Query

[Amit Agarwal]

Hi Jeremy, 

First of all , thanks a ton for providing a tool enabling to uncover vulnerable components in use in our softwares.

Our query.

We have a project with 80 dependencies. Of which tool reported 

scanned, 80 

vulnerable dependencies : 10

Vul found : 50

Of this remaining 70 components, some might be projects own custom dll for which there might be no reference in the NVD.

In other cases like Log4j etc, can we assume that there are no vulnerabilities reported in the NVD database?

[Jeremy Long]

Amit,

The problem of library identification is problematic. Mapping any given Jar file to an CPE ID contained in the NVD is not easy. Other tools in this space, such as Victims, use hashes for matching. The mechanism used by dependency-check is to map "evidence" collected from the dependency to attempt to determine if we can find a CPE; whereas the hash mapping can be more accurate - unless you compiled the Jar from source yourself. Additionally, the hash based mechanism requires maintenance of the database - the library you are using may not be being tracked in the hash database. This topic is covered somewhat in the Project Presentation linked to on the project site: http://jeremylong.github.io/DependencyCheck/

Another issue is that dependency-check currently only uses data from the NVD - there are other vulnerability databases (such as the OSVDB); if the vulnerability is published in the OSVDB and it is not in the NVD then dependency-check won't find it (this is true for at least one Freemarker vulnerability).

Trust me in saying that I am working hard to ensure the results of dependency-check are as accurate as possible; there are times when a false positive or negative may crop up.
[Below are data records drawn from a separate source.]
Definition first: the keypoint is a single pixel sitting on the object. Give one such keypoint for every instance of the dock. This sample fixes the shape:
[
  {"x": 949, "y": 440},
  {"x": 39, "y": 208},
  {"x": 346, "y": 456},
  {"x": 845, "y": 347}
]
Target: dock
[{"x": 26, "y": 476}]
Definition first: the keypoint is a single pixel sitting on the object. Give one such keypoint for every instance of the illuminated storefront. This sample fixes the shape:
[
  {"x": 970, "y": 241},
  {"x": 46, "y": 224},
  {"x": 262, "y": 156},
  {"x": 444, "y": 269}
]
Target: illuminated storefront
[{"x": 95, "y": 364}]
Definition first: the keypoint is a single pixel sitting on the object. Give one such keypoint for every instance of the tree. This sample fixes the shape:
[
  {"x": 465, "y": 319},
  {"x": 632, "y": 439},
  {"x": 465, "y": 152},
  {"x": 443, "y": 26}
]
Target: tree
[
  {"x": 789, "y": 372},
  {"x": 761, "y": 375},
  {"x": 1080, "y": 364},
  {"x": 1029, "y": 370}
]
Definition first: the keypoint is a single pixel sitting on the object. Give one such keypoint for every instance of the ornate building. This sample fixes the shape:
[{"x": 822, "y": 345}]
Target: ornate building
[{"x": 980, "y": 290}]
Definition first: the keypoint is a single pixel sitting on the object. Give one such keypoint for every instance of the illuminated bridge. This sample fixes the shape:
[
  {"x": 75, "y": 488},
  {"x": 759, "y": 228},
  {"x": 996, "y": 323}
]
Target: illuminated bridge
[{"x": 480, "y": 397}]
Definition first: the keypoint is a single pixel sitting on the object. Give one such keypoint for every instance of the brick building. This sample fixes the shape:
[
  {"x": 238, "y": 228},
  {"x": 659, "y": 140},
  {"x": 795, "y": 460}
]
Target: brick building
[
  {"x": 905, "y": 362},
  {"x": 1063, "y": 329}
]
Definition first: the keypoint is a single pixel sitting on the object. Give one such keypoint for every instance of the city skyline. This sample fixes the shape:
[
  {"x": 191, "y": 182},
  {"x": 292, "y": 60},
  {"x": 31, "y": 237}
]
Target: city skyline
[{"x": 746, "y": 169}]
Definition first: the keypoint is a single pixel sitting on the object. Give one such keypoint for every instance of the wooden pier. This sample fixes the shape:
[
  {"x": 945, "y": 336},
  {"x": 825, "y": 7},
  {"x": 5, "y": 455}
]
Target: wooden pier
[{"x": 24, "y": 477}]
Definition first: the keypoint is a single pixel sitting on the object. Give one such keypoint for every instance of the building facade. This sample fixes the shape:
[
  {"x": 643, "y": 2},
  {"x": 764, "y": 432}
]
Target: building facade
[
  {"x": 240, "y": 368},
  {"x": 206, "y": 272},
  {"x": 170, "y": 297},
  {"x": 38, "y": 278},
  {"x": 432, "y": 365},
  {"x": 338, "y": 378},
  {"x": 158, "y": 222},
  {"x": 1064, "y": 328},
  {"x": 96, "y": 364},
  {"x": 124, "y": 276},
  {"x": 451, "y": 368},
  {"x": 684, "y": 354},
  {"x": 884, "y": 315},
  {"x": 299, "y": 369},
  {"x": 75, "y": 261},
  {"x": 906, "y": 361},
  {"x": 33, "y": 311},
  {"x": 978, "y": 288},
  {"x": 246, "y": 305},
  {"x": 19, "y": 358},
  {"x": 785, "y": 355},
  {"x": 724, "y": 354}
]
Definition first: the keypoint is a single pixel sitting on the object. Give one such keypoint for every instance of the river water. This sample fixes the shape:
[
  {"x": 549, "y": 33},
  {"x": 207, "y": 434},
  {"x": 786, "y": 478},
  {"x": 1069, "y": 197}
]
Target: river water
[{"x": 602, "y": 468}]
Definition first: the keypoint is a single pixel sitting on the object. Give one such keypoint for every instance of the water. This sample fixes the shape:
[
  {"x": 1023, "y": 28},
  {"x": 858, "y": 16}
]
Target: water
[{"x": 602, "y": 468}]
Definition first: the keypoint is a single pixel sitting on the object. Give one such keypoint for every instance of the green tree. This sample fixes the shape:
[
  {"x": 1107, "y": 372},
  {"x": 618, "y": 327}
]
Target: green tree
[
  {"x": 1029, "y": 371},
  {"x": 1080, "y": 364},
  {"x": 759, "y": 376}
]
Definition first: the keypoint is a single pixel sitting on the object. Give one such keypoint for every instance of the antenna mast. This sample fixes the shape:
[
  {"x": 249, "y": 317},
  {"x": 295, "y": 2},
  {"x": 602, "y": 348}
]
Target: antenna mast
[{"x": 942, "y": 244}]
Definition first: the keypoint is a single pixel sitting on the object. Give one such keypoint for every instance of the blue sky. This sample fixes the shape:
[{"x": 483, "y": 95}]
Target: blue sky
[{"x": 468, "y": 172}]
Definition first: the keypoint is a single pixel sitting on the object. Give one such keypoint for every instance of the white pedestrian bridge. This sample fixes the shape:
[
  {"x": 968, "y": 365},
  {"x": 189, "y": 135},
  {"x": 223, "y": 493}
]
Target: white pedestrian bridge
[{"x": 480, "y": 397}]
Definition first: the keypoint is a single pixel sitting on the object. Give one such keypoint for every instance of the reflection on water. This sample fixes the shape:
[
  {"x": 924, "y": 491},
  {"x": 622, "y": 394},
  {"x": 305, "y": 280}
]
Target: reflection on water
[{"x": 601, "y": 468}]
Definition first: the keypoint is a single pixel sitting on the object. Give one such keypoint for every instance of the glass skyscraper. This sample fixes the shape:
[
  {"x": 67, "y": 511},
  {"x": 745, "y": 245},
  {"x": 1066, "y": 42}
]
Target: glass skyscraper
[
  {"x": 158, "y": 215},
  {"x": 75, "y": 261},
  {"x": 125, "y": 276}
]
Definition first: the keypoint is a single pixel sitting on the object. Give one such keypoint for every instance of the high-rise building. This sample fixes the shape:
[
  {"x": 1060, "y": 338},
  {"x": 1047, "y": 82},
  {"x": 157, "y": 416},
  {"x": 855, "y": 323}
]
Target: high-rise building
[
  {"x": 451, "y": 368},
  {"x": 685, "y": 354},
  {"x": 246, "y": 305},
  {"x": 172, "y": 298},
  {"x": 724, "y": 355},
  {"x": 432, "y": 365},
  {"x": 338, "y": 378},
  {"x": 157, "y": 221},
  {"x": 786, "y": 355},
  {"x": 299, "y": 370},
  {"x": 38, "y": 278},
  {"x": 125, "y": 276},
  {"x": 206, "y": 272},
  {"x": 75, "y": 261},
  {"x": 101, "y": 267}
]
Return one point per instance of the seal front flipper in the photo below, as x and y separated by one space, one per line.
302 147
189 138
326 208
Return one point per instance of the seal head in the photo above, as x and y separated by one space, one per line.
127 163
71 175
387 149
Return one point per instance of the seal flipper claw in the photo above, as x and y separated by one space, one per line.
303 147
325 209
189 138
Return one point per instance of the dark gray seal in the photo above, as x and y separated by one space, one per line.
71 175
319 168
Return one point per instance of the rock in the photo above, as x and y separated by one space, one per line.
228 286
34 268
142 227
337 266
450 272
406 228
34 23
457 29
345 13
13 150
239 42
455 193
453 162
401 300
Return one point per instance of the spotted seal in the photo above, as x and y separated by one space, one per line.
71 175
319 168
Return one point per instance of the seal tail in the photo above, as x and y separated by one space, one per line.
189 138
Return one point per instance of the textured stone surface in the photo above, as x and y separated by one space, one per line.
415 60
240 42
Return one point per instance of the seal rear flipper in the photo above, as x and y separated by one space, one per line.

I won't sugar coat that. However, I have heard of "pepsi-challenges" being done against some of the commercial tools in the space and dependency-check did very well. For instance, dependency-check found more (accurately reported) vulnerabilities then the commercial tool - with the exception of one vulnerability that was not in the NVD. Since the commercial tool had this information they were able to identify the vulnerability. I won't name the commercial tool and I will point out that I've heard of other tools identifying more then dependency-check (although I did just fix a couple of bugs that will hopefully close this gap some).

While you have to make the decision regarding this complicated topic for yourself do know that there are also commercial solutions. I know of several organizations using dependency-check as their sole monitoring solution, I know companies use dependency-check and other tools, and I know of people that have used dependency-check to make the case for looking at commercial tools.

Lastly, dependency-check only identifies known, published vulnerabilities. Many 3rd party components contain undiscovered/unpublished vulnerabilities.

Regardless, I hope you continue to use dependency-check and report back any issues or additional concerns you have about the tool.

Best Regards,

Jeremy

--
You received this message because you are subscribed to the Google Groups "Dependency Check" group.
To unsubscribe from this group and stop receiving emails from it, send an email to dependency-che...@googlegroups.com.
For more options, visit https://groups.google.com/d/optout.

[Amit Agarwal]

Hi Jeremy, 

Thanks for the reply.

Also , is there any future plan to look for all the possible sources of vulnerability databases like OSVD.